Accelerating FCN Segmentation from 2000ms to 32ms (0.5 FPS → 31 FPS)
This post outlines how I optimized a Fully Convolutional Network (FCN) segmentation pipeline — from 0.5 FPS (~2000ms per frame) to 31 FPS in real-time.
The numbers may not be exact (based on memory), but the key takeaways should still be clear. Also, the goal of this experiment was not to optimize segmentation accuracy, but to achieve real-time inference speed.
Model Overview
The model is an FCN with a ResNet-101 backbone, pre-trained on a subset of COCO 2017 using only the 20 classes that overlap with Pascal VOC. Again — the goal is speed, not accuracy.
Pipeline Overview
ROS2 Image Msg → Convert to OpenCV Matrix → Run FCN Inference → Decode Segmentation Mask → Apply Colormap → Publish to ROS2 Topic
Optimization Steps
Step 0: Baseline — Naive CPU Pipeline (~2000ms, 0.5 FPS)
The entire pipeline ran on CPU to establish a baseline. It took over 2000ms per frame, with inference alone accounting for ~1500ms. The inference step was the obvious bottleneck.
Step 1: Move Inference to GPU via LibTorch (~70ms)
I ported the model to GPU using LibTorch C++ and loaded the .pth file directly. Inference dropped to under 70ms — a massive improvement, but still not real-time.
Step 2: TensorRT Acceleration (~30ms)
I converted the model to ONNX, then compiled it into a TensorRT engine. Despite minor precision loss, inference dropped to under 30ms. This was the single biggest speed gain in the pipeline.
Step 3: Memory Optimization & Streaming (Minor Gain)
Two additional optimizations were tried:
- Switched to CUDA async memory copies
- Experimented with TensorRT multi-streaming
Multi-streaming had little effect since I'm processing one image at a time — batched workloads would benefit more. I switched back to single streaming. At this point, inference was highly optimized with little room left to improve.
Step 4: GPU Decode & Colormap (~1.5ms)
The next bottlenecks were decoding the segmentation mask and applying the colormap — both running on CPU and taking ~80ms total. I rewrote both as a custom CUDA kernel, running fully on GPU. This reduced the combined time to ~1.5ms.

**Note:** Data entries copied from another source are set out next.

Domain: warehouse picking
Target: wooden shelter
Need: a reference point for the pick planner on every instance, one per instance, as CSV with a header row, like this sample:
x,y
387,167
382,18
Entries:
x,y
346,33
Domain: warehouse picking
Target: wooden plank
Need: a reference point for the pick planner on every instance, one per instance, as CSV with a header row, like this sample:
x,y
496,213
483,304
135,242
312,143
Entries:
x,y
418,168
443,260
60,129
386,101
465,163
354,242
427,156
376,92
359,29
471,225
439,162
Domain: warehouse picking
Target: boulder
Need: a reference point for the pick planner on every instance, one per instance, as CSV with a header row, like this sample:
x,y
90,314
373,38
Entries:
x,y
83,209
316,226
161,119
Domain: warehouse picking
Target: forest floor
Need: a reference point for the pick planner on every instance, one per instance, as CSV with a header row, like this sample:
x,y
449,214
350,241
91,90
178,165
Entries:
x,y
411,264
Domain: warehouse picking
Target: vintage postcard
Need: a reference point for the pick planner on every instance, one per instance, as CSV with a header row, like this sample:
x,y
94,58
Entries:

Step 5: ROS Image to GPU — Zero-Copy Input
Finally, I optimized the ROS input stage by converting the image directly to GPU memory, eliminating an unnecessary copy step. The entire pipeline now runs on the GPU — from input to output.
Results
| Step | Change | Latency | FPS |
|---|---|---|---|
| Baseline | CPU pipeline | ~2000ms | 0.5 |
| Step 1 | GPU inference (LibTorch) | ~70ms | ~14 |
| Step 2 | TensorRT engine | ~30ms | ~33 |
| Step 3 | Async copies + streaming | ~30ms | ~33 |
| Step 4 | CUDA decode + colormap | ~1.5ms saved | — |
| Step 5 | Zero-copy ROS input | ~32ms | 31 |
Through a series of focused optimizations — CPU baseline, GPU inference, TensorRT acceleration, GPU decode, and zero-copy input — I achieved 31 FPS real-time performance.
Every millisecond mattered. And it all added up.